Lift Your Returns With a Barbell Strategy

Here’s a puzzle: Should you invest in last year’s beaten-down stocks, or should you stick with the winners and put even more money there?

The answer appears to be yes, do both.

That conclusion is based on an analysis conducted by S&P Capital IQ conducted exclusively for U.S. News & World Report. It looked at 25 years of data going back to 1990 and found that investing in last year’s 10 worst and 10 best-performing subsectors of the Standard & Poor’s 500 index is historically a winning strategy.

“It’s a barbell approach,” says Sam Stovall, equity strategist at S&P Capital IQ. It gets its name from the idea that barbells have all the weight at opposite ends of the lifting bar.

In terms of strategy, you play both extremes by sticking with the winners and by grabbing those sectors that have been squashed.

For instance, if you had invested in the prior year’s 10 best subsectors every year since 1991, you would have averaged 14.8 percent returns per year excluding dividends. Your performance would have beaten the S&P 500 68 percent of the time; that index rose an average of 9.2 percent per year over the period.

The results of a similar strategy for the worst 10 stock subsectors would have yielded average annual returns of 16.3 percent excluding dividends, which also beat the S&P 500 68 percent of the time

Better still, there were only two years in the sample period when both strategies did not beat the index of major stocks — 1997 and 2008. Those years coincided with the Asian contagion and the subprime meltdown.

On average, the barbell strategy beats the broad market, and it is rare for both halves of the equation to do worse than the index in any given year.

The theory behind buying more of the winners is based on behavioral finance: People brag about their winnings and others buy into the momentum. “How many people whose stock hit a 52-week high are upset?” Stovall says.

Buying the beaten-up sectors relies on something called mean reversion, whereby eventually the performance of stocks tends to normalize over time around an average. Even when a sector is down a lot, it tends to catch up eventually. “It also assumes that those bottom-performing sectors aren’t headed into oblivion,” says Vinny Catalano, global investment strategist at Blue Marble Research in Maspeth, New York.

But investors beware: Human nature being what it is, things can get overdone with too much enthusiasm at the top and too much fear at the bottom.
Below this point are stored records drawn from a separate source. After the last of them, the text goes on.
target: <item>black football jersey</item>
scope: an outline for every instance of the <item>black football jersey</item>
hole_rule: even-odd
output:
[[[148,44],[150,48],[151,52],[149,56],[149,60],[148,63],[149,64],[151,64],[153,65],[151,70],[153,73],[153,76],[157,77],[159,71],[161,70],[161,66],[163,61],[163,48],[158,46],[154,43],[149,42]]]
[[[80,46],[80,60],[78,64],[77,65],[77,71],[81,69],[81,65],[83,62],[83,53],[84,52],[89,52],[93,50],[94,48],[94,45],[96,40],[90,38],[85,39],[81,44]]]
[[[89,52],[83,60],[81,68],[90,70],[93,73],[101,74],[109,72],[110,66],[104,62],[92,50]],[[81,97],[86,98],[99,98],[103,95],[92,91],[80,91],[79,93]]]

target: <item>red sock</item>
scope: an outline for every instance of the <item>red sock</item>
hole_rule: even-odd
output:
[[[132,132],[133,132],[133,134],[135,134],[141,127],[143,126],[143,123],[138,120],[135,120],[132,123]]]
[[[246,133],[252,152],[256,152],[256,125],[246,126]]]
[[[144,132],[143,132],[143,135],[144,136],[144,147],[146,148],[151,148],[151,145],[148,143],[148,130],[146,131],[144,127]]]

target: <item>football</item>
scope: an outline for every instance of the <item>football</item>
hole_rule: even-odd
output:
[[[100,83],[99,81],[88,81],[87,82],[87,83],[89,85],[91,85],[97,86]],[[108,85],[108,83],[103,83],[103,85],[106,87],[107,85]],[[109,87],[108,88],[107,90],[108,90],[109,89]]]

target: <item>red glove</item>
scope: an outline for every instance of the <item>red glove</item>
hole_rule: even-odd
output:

If you decide to follow the strategy for 2016, the first thing to do is identify the best and worst subsectors. The S&P analysis finds that best subsectors so far were automotive retail, building products, construction materials, footwear, home entertainment software, home improvement retail, Internet retail, Internet software, tires/rubber and oil/gas refining and marketing.

The worst were agricultural products, aluminum, casinos/gaming, coal/fuels, department stores, diversified metals/mining, independent power producers, motorcycle makers, oil/gas drilling and oil/gas storage and transport.

For some subsectors you may be able to find an exchange-traded fund that is tailored for the subsector. For instance, the PowerShares Dynamic Building and Construction ETF (ticker: PKB) tracks a basket of stocks in the construction business, and the SPDR S&P Metals and Mining ETF (XME) tracks metals and mining stocks.

For other areas, such as motorcycles and tire manufacturers, you may need to work a little harder and construct baskets of stocks yourself.

Any investment strategy carries some risk. Take beaten-down stocks, for instance. “A stock that is down 80 percent can be cut in half again,” says Michael Batnick, director of research at Ritholtz Wealth Management.

There can also be problems with the actual companies themselves, says Steven Weiting, global chief investment strategist Citi Private Bank in New York. The energy sector has been rocked by falling oil prices, so Weiting says investors should see what has changed in the credit profile of individual stocks before opening new positions. Will beleaguered oil companies still be able to borrow as cheaply as they used to?

As anyone who witnessed the tech bubble at the turn of the millennium can attest, what goes up can quite easily come down again. It still holds that stocks that have done well and continue rising eventually can get too pricey.

For these reasons, it may make sense to limit your exposure to this strategy to a fixed percentage of your portfolio. A good starting figure might be 10 percent of your overall investments. That way, even if the strategy loses 25 percent in a year, it’s still only 2.5 percent of the whole.